Mort is the fourth volume in the Discworld series by Terry Pratchett. The books do not need to be read in order, as each one is a standalone adventure. There are however, recurring characters who grow more complex and interesting as the series develops, and there are certain oddities about the way the Disc is made and exists which are explained very clearly in the early books of the series, and which, if you are new to the concept of Discworld, or the fantasy genre altogether, will help you understand what is going on. This is why my son and I are diligently working our way through the books in order. He finished reading Mort to me yesterday.
I sometimes idly wonder as I listen to children read to me, how important the layout of a book is to their ability to read and understand it. I mean, I know that it is incredibly important for children who have dyslexia for example, but how much does it affect the average child reader?
Well, judging by this book, quite a lot.
I used to own all the Discworld books, and at one point, in a fit of ruthless downsizing in one of our many house moves, I got rid of all of them except a handful of my favourites, reasoning that I probably wouldn’t have time to read them again.
Spool forward to this summer when I started reading them with Oscar, and thought despairingly of my younger self.
I have been gradually re-buying all the books. I am not, as you can imagine, terribly keen to buy all forty odd volumes at current book prices, so have been trawling charity shop shelves and buying lots of second hand copies. My copy of Mort is a very early paperback in the Corgi imprint.
It has proved challenging for my son to read. The main reason he has struggled with it is that the font is smaller than the more modern versions we have of the earlier three books, and the lines are closer together. It is the lines being closer together in particular that he has found most taxing. He has kept losing track of where he is on the page and quite often misses a line or re-reads a line, which he finds really frustrating, and which has upset the rhythm of his reading to the extent where he has read a paragraph and then simply not understood it until we have gone back and looked at it again together.
Once he does this he loses confidence in himself and thinks he can’t understand anything, and he has required a lot more support in reading this than the previous three books, despite the fact that the content and complexity is on a par with its predecessors.
As we finished the book yesterday, we were talking about his experience of it, and he told me that he had enjoyed it less because he found it more hard work to read, physically as opposed to struggling with comprehension etc.
It has been interesting.
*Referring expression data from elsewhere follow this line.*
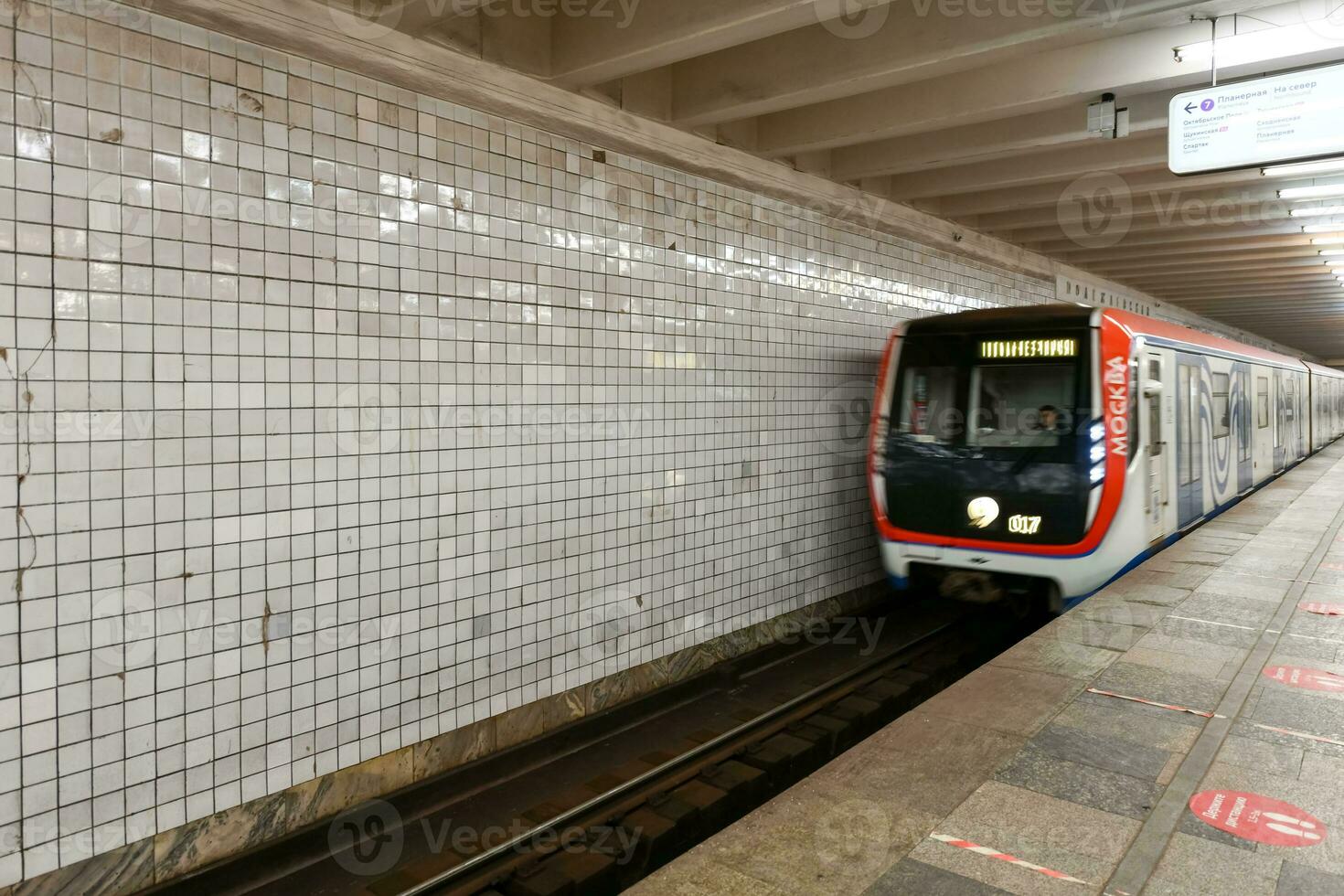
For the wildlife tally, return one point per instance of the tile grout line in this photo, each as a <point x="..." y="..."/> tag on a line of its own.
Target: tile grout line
<point x="1140" y="860"/>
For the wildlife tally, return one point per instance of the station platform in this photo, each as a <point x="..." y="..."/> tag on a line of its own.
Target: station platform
<point x="1179" y="732"/>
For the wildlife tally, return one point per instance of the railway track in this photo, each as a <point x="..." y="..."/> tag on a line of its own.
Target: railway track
<point x="601" y="804"/>
<point x="646" y="817"/>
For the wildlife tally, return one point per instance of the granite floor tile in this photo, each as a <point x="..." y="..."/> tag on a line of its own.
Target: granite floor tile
<point x="1181" y="626"/>
<point x="823" y="837"/>
<point x="1320" y="767"/>
<point x="1109" y="718"/>
<point x="1307" y="650"/>
<point x="1197" y="647"/>
<point x="1301" y="880"/>
<point x="1244" y="727"/>
<point x="1008" y="700"/>
<point x="910" y="876"/>
<point x="1244" y="586"/>
<point x="1058" y="835"/>
<point x="1218" y="607"/>
<point x="697" y="873"/>
<point x="1057" y="657"/>
<point x="1121" y="755"/>
<point x="1278" y="759"/>
<point x="1300" y="709"/>
<point x="1199" y="867"/>
<point x="1161" y="686"/>
<point x="1321" y="798"/>
<point x="1083" y="784"/>
<point x="1211" y="667"/>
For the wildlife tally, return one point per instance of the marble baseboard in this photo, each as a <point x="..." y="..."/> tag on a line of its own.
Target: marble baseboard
<point x="217" y="837"/>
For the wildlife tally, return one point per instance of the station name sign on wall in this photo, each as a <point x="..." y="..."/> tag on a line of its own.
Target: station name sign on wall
<point x="1281" y="119"/>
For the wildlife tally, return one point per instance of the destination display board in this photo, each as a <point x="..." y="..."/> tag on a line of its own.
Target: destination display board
<point x="1264" y="121"/>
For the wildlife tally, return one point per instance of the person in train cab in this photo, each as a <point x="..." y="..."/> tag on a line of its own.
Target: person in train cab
<point x="1049" y="418"/>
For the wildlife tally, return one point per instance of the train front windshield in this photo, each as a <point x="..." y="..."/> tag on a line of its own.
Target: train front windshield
<point x="987" y="417"/>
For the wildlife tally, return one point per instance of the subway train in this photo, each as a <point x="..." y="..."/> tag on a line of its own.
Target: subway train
<point x="1035" y="454"/>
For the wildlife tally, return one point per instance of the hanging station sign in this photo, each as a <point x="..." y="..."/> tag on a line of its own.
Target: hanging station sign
<point x="1264" y="121"/>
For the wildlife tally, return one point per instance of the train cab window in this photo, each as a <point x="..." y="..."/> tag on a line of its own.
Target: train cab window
<point x="1020" y="404"/>
<point x="1221" y="407"/>
<point x="929" y="403"/>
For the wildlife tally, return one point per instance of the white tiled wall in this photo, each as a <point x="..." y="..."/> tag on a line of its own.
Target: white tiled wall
<point x="337" y="417"/>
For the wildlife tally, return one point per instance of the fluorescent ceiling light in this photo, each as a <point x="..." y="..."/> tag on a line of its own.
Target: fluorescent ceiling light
<point x="1321" y="191"/>
<point x="1315" y="211"/>
<point x="1304" y="168"/>
<point x="1266" y="43"/>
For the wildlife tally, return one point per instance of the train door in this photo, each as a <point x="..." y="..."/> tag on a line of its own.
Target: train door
<point x="1280" y="423"/>
<point x="1189" y="443"/>
<point x="1156" y="453"/>
<point x="1241" y="412"/>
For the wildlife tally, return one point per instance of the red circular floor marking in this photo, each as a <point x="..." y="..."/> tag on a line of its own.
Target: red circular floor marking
<point x="1323" y="609"/>
<point x="1307" y="678"/>
<point x="1261" y="818"/>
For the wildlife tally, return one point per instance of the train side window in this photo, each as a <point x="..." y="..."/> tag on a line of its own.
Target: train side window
<point x="1155" y="411"/>
<point x="1243" y="417"/>
<point x="1184" y="426"/>
<point x="1221" y="409"/>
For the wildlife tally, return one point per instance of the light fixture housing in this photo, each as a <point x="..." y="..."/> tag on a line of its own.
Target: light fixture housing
<point x="1304" y="168"/>
<point x="1266" y="43"/>
<point x="1316" y="211"/>
<point x="1316" y="191"/>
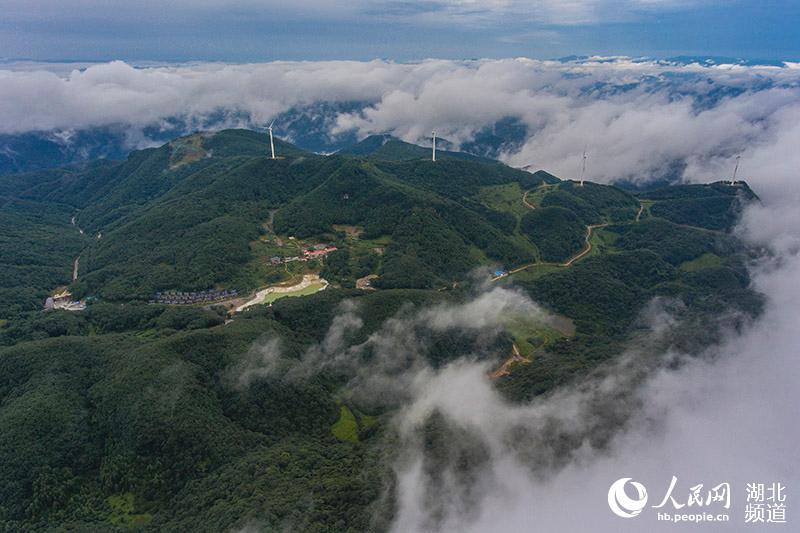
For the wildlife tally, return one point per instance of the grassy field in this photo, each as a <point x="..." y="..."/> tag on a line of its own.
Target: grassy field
<point x="507" y="198"/>
<point x="535" y="272"/>
<point x="311" y="289"/>
<point x="707" y="260"/>
<point x="529" y="335"/>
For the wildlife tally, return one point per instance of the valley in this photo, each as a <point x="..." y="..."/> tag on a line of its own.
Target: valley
<point x="250" y="323"/>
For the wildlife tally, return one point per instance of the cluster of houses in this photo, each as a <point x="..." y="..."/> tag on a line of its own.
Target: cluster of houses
<point x="185" y="298"/>
<point x="318" y="251"/>
<point x="63" y="300"/>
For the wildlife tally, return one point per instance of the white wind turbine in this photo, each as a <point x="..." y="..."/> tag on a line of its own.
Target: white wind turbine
<point x="271" y="143"/>
<point x="735" y="170"/>
<point x="583" y="167"/>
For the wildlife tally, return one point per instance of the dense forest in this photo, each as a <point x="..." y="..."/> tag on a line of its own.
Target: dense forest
<point x="131" y="415"/>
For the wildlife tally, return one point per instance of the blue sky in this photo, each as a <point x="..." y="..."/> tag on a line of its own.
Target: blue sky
<point x="251" y="30"/>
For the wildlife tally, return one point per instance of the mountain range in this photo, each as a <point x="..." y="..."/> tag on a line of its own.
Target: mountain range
<point x="135" y="414"/>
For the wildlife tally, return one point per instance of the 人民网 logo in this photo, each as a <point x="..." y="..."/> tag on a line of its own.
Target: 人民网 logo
<point x="621" y="504"/>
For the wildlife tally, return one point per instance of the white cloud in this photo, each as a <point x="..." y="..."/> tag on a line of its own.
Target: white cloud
<point x="727" y="416"/>
<point x="688" y="119"/>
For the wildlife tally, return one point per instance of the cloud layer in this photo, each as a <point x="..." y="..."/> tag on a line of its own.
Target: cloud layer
<point x="639" y="120"/>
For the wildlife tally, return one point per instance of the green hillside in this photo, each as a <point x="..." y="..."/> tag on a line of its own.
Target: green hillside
<point x="138" y="416"/>
<point x="388" y="148"/>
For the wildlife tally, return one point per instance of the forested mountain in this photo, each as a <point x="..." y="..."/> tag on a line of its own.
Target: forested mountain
<point x="134" y="414"/>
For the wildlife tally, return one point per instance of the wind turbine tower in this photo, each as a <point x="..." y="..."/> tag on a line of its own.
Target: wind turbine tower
<point x="271" y="142"/>
<point x="583" y="167"/>
<point x="735" y="170"/>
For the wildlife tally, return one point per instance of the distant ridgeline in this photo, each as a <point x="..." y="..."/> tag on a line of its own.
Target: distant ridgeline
<point x="129" y="414"/>
<point x="198" y="214"/>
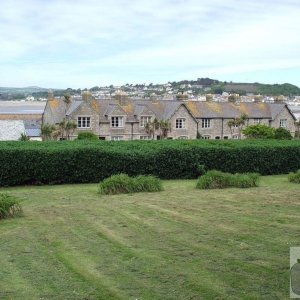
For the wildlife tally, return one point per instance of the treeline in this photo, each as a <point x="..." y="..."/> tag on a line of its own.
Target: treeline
<point x="82" y="161"/>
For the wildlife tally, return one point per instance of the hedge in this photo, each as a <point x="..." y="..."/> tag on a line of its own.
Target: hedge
<point x="92" y="161"/>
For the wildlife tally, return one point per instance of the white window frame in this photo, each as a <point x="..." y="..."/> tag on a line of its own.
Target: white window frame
<point x="117" y="122"/>
<point x="206" y="137"/>
<point x="117" y="138"/>
<point x="144" y="120"/>
<point x="83" y="122"/>
<point x="283" y="123"/>
<point x="180" y="123"/>
<point x="206" y="123"/>
<point x="145" y="137"/>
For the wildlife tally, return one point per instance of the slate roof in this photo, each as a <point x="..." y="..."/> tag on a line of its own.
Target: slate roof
<point x="164" y="109"/>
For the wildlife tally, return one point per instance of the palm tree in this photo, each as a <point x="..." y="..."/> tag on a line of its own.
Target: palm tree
<point x="70" y="128"/>
<point x="165" y="127"/>
<point x="67" y="99"/>
<point x="151" y="127"/>
<point x="62" y="128"/>
<point x="47" y="131"/>
<point x="297" y="133"/>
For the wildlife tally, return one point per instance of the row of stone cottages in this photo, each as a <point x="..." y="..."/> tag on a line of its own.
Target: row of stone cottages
<point x="126" y="119"/>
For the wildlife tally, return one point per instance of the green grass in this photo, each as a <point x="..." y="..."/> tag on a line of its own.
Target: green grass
<point x="182" y="243"/>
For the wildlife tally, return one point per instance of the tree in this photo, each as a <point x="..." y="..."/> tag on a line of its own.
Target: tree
<point x="259" y="131"/>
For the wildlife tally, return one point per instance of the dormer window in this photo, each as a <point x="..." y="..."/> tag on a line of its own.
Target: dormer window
<point x="117" y="122"/>
<point x="84" y="122"/>
<point x="144" y="120"/>
<point x="180" y="123"/>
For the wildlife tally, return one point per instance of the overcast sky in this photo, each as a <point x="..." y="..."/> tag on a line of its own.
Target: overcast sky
<point x="83" y="43"/>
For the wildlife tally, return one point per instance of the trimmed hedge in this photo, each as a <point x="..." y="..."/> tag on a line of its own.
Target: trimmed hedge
<point x="92" y="161"/>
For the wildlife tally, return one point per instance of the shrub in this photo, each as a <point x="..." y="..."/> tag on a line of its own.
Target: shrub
<point x="245" y="180"/>
<point x="294" y="177"/>
<point x="122" y="183"/>
<point x="282" y="134"/>
<point x="149" y="183"/>
<point x="214" y="180"/>
<point x="9" y="206"/>
<point x="218" y="180"/>
<point x="87" y="135"/>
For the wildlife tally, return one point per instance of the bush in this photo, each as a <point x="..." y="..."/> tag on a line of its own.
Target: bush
<point x="214" y="180"/>
<point x="9" y="206"/>
<point x="85" y="161"/>
<point x="218" y="180"/>
<point x="245" y="180"/>
<point x="87" y="135"/>
<point x="294" y="177"/>
<point x="144" y="183"/>
<point x="122" y="183"/>
<point x="282" y="134"/>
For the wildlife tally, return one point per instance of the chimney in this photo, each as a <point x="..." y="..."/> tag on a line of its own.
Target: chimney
<point x="86" y="96"/>
<point x="50" y="95"/>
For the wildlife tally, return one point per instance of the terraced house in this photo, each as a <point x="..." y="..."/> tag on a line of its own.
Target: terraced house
<point x="126" y="119"/>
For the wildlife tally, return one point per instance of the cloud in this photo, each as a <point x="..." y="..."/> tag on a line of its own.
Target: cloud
<point x="83" y="43"/>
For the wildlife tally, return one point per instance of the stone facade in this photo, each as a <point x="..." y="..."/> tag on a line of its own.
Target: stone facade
<point x="115" y="120"/>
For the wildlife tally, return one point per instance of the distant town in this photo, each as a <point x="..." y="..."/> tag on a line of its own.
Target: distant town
<point x="198" y="108"/>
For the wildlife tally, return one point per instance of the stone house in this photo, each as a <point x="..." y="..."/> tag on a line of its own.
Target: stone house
<point x="125" y="119"/>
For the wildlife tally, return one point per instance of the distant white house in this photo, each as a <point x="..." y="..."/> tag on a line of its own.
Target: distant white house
<point x="11" y="130"/>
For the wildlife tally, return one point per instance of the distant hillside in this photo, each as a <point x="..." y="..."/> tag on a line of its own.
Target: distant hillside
<point x="285" y="89"/>
<point x="193" y="87"/>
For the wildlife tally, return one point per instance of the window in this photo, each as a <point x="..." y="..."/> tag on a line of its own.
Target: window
<point x="117" y="122"/>
<point x="117" y="138"/>
<point x="144" y="120"/>
<point x="84" y="122"/>
<point x="282" y="123"/>
<point x="206" y="123"/>
<point x="145" y="137"/>
<point x="180" y="123"/>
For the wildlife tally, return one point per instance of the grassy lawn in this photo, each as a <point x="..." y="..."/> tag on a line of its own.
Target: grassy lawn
<point x="181" y="243"/>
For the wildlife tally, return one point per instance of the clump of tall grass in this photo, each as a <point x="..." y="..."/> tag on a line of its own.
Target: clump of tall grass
<point x="219" y="180"/>
<point x="122" y="183"/>
<point x="9" y="206"/>
<point x="294" y="177"/>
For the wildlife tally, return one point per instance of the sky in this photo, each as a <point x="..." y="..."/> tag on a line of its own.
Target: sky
<point x="86" y="43"/>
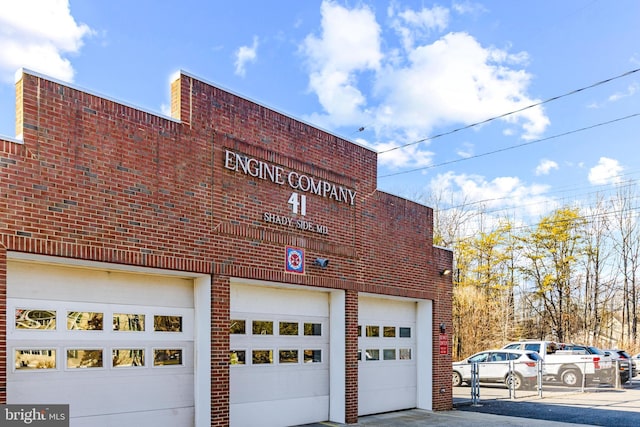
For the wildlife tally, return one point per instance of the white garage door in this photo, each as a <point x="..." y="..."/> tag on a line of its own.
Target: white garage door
<point x="117" y="347"/>
<point x="279" y="356"/>
<point x="387" y="373"/>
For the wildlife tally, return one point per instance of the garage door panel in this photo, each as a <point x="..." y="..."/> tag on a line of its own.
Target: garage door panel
<point x="60" y="283"/>
<point x="276" y="301"/>
<point x="280" y="413"/>
<point x="387" y="369"/>
<point x="291" y="389"/>
<point x="123" y="359"/>
<point x="274" y="385"/>
<point x="162" y="418"/>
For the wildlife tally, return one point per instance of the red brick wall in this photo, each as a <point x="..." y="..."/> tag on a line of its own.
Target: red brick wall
<point x="98" y="180"/>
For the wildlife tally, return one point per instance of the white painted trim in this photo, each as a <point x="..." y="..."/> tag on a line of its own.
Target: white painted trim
<point x="337" y="352"/>
<point x="188" y="74"/>
<point x="17" y="140"/>
<point x="424" y="347"/>
<point x="72" y="262"/>
<point x="202" y="318"/>
<point x="21" y="71"/>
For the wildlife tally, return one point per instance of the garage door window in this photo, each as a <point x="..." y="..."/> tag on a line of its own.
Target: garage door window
<point x="128" y="322"/>
<point x="127" y="357"/>
<point x="312" y="356"/>
<point x="288" y="356"/>
<point x="313" y="329"/>
<point x="372" y="354"/>
<point x="35" y="319"/>
<point x="167" y="357"/>
<point x="262" y="327"/>
<point x="238" y="327"/>
<point x="84" y="321"/>
<point x="84" y="358"/>
<point x="42" y="359"/>
<point x="289" y="328"/>
<point x="373" y="331"/>
<point x="389" y="354"/>
<point x="237" y="357"/>
<point x="262" y="357"/>
<point x="167" y="323"/>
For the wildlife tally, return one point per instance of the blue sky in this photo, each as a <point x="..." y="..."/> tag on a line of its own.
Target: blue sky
<point x="382" y="74"/>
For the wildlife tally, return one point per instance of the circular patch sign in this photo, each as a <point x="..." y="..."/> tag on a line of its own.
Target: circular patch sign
<point x="294" y="260"/>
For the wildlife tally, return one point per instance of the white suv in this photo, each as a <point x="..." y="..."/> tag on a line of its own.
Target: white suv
<point x="494" y="367"/>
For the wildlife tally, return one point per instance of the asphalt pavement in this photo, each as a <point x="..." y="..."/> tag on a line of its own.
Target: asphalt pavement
<point x="608" y="407"/>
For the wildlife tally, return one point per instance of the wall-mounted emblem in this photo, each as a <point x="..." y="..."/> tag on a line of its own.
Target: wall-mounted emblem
<point x="294" y="260"/>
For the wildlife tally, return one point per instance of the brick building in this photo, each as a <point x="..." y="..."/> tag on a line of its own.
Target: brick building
<point x="224" y="266"/>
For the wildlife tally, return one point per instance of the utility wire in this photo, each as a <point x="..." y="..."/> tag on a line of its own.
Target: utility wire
<point x="513" y="147"/>
<point x="573" y="92"/>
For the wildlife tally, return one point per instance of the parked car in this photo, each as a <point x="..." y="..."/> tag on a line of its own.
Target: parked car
<point x="494" y="367"/>
<point x="570" y="364"/>
<point x="624" y="362"/>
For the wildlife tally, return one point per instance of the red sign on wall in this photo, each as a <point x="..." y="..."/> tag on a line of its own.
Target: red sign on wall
<point x="444" y="344"/>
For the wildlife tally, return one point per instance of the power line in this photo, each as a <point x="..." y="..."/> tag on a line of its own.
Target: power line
<point x="573" y="92"/>
<point x="513" y="147"/>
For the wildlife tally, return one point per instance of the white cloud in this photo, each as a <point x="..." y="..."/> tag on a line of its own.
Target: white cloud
<point x="37" y="34"/>
<point x="501" y="193"/>
<point x="413" y="26"/>
<point x="244" y="55"/>
<point x="467" y="7"/>
<point x="545" y="167"/>
<point x="349" y="44"/>
<point x="465" y="151"/>
<point x="631" y="90"/>
<point x="607" y="171"/>
<point x="429" y="81"/>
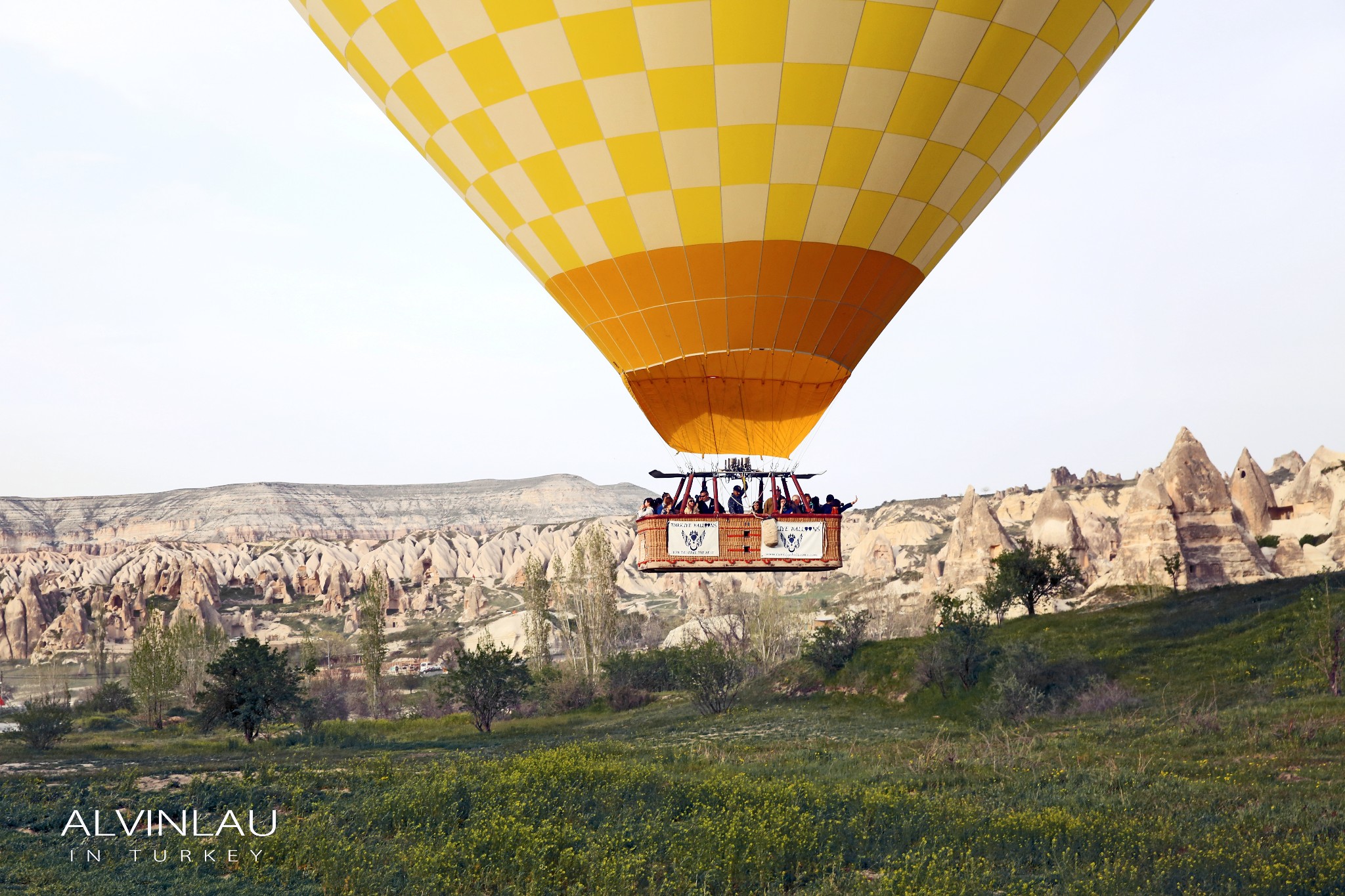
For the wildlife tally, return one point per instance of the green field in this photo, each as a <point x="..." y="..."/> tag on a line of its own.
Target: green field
<point x="1223" y="774"/>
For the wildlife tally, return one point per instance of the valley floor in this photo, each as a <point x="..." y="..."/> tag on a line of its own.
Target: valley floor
<point x="1225" y="775"/>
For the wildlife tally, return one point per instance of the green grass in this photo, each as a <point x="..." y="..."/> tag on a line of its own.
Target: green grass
<point x="1227" y="778"/>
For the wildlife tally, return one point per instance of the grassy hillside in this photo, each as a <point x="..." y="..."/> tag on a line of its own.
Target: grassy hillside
<point x="1216" y="769"/>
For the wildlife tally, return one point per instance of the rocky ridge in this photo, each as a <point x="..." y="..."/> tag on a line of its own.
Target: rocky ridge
<point x="898" y="554"/>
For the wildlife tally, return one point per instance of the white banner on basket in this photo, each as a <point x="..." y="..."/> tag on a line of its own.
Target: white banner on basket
<point x="798" y="540"/>
<point x="693" y="538"/>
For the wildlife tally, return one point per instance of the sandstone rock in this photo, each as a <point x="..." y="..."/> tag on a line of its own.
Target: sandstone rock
<point x="474" y="602"/>
<point x="1293" y="463"/>
<point x="1214" y="547"/>
<point x="24" y="618"/>
<point x="1319" y="486"/>
<point x="68" y="631"/>
<point x="1289" y="559"/>
<point x="1101" y="536"/>
<point x="260" y="511"/>
<point x="1252" y="495"/>
<point x="1061" y="477"/>
<point x="1147" y="532"/>
<point x="975" y="539"/>
<point x="1055" y="526"/>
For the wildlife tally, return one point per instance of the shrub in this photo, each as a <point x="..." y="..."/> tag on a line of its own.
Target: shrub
<point x="1105" y="696"/>
<point x="1032" y="574"/>
<point x="1028" y="684"/>
<point x="711" y="676"/>
<point x="250" y="684"/>
<point x="645" y="670"/>
<point x="959" y="648"/>
<point x="1013" y="700"/>
<point x="108" y="699"/>
<point x="833" y="647"/>
<point x="626" y="698"/>
<point x="330" y="694"/>
<point x="562" y="689"/>
<point x="43" y="721"/>
<point x="489" y="681"/>
<point x="99" y="721"/>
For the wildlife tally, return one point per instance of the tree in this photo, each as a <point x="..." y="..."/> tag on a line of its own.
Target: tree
<point x="959" y="648"/>
<point x="588" y="597"/>
<point x="45" y="720"/>
<point x="487" y="681"/>
<point x="99" y="639"/>
<point x="831" y="647"/>
<point x="711" y="675"/>
<point x="197" y="648"/>
<point x="108" y="699"/>
<point x="1034" y="572"/>
<point x="1172" y="566"/>
<point x="996" y="598"/>
<point x="1324" y="618"/>
<point x="155" y="670"/>
<point x="772" y="629"/>
<point x="373" y="645"/>
<point x="249" y="685"/>
<point x="536" y="626"/>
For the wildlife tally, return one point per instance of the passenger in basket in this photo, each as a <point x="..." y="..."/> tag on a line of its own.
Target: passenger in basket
<point x="704" y="504"/>
<point x="835" y="507"/>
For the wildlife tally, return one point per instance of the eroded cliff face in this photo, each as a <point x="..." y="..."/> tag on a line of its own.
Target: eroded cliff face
<point x="323" y="548"/>
<point x="263" y="511"/>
We talked about the fact that grown up books in particular vary very much in terms of layout, font size etc, and one of the things about learning to read grown up books is learning to tackle this issue as much as whether a book is understandable or not. It has helped him to feel that it is alright for him to not ‘get it’ the first time around, and that it is a challenge that grown ups face too. He is feeling less embarrassed about having struggled with the book, but I think it will take a while before he is confident enough to tackle anything else with very small print and a lot of dense copy on a page.
With regard to the content, it tells the story of the character of Death, who is very much a tangible presence on the Disc. Death decides he needs an apprentice and young Mort, a handicap on his father’s farm where his clumsiness, curiosity and interest in everything and anything has caused his father to take him to the apprentice’s fair in the hope of getting shot of him. Mort is the only one left when Death appears and Death takes him on mainly because he is weary of the responsibility for so many souls and would like a few days off.
Mort learns what it is to be the Grim Reaper. Death learns what it is to be human. Neither of them do a particularly good job of it, but they both learn a lot, as do we.
This book is much more thoughtful than the earlier volumes, although they all have pretty interesting things to say. Many fans of Pratchett identify Mort as being the start of the true Discworld novels, in which the fantasy elements begin to play second fiddle to the more satirical, thoughtful elements of Pratchett’s work.
On re-reading it, I think it is significantly darker and the humour, as surely befits a book about death, is black and rather tinged with sadness in places. It has never been one of my favourites, I have to say, and for different reasons I think Oscar and I will be very glad to move onto the next book.
As with all the Pratchett novels, this is really suitable for a teen/Ya audience.